In fact, her sale horses often accompany Sullivan to show jumping competitions. She gets double exposure for her business because people see her skills as a rider and competitor, which can lead to people wanting to train with her, and they see her sale horses in person rather than on the Internet.
Sullivan also encourages her students to compete and they do so by starting out at local schooling shows. There’s no pressure and students get their feet wet and hone their skills before moving on to rated shows, which adhere to strict rules established by the national and international riding associations.
A Special place
Sullivan created an atmosphere at Downtown Equestrian Center that also attracts and retains advanced riders. “The majority of my clients are in it because they’re motivated by competing; it’s not just a backyard sport. Riding is the very last thing they’ll give up in tough times.”
Annita O’Connor has ridden for 31 years, yet still takes lessons from Sullivan and describes her as a natural leader and a wonderful person. ”She instills the kind of confidence and courage in her riders that helps us do more than we think we can because she knows we can do it. As a business woman, Shannon promotes the kind of culture and atmosphere that anyone would want to be part of,” O’Connor said.
You’ll consistently hear veteran riders praise Sullivan for placing the welfare of the horses ahead of riding and insisting on the same level of respect from anyone who boards or takes lessons with her, regardless of their age.
You will also hear stories about how Sullivan dropped everything to rush a boarder’s sick horse to the veterinary hospital at the University of Illinois in Champaign, a two hour drive, and stay until the situation stabilizes and then refuse to accept money for her gas or time.
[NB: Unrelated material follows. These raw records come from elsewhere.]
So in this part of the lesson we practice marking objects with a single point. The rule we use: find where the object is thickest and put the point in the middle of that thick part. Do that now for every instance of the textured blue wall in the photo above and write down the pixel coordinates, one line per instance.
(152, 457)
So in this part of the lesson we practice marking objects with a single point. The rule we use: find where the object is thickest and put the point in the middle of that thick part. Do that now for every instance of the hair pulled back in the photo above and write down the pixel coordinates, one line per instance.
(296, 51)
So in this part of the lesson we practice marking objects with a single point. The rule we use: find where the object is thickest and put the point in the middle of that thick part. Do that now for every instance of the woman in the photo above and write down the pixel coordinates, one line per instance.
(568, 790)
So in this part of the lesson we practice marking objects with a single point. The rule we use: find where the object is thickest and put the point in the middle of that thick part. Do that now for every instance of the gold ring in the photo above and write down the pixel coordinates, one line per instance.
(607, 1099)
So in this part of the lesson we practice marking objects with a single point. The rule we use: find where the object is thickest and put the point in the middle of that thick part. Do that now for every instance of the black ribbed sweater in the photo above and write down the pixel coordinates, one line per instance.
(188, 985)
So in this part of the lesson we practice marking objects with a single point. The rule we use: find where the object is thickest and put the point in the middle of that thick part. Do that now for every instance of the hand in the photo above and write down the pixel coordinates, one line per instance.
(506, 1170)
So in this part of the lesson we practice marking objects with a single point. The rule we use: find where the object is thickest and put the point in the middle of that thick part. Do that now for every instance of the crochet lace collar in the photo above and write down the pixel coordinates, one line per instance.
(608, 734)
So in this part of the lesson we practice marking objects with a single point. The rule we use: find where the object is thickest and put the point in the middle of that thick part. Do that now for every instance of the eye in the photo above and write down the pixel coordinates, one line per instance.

There is perhaps no better example of Sullivan’s love and concern for the horse than her efforts to save and rehabilitate abused and neglected animals of which there are thousands. “I can only afford to have one rescue horse at a time, but it’s such a good feeling to help at least one,” she says. Her only criteria are that the horse has potential, that potential buyers provide a good home and that she break even on her costs.
Atlas, a beautiful paint Warmblood mare, was headed to the slaughterhouse in Canada when Sullivan snatched her in the nick of time. Atlas was emaciated and suffering from an upper respiratory infection and she was covered with hives and a rash. She was head-shy and highly distrustful of people, obvious signs of having been beaten. Within months, Atlas put on weight, dropped her guard and began to trust. Sullivan hopes to begin training her this fall.
Polo, a grey Thoroughbred gelding, was 500 pounds underweight when Sullivan acquired him three years ago and he had clearly been abused. Mary Thompson, with 38 years of experience, regularly rides and competes with Polo working in tandem with Sullivan. “He didn’t trust anyone,” she says. “He was a basket case and basically not rideable.”
But Polo was transformed strictly because of Sullivan’s expertise and skill, Thompson believes. “Shannon has an uncanny ability to see clearly what’s troubling a horse and identify issues that even experienced riders can’t see.”
Purveyors of traditional hobbies fret that their markets are evaporating because of the younger generations’ fixation with the computer. Will young people abandon horseback riding and competing for Internet games? Equestrian professionals and the trade press are certainly thinking about it, but Sullivan isn’t particularly worried.
Boys are more into computers than girls, Sullivan believes, and women predominate in the English riding disciplines in America. Moreover, the sport is reaching wider audiences through increased television coverage of the Olympics and other equestrian venues.
But the bottom line for Sullivan with respect to what the future holds is this: “Little girls will always fall in love with horses because it’s in their DNA.” If so, then there will always be a need for people like Sullivan to connect little girls with their dreams.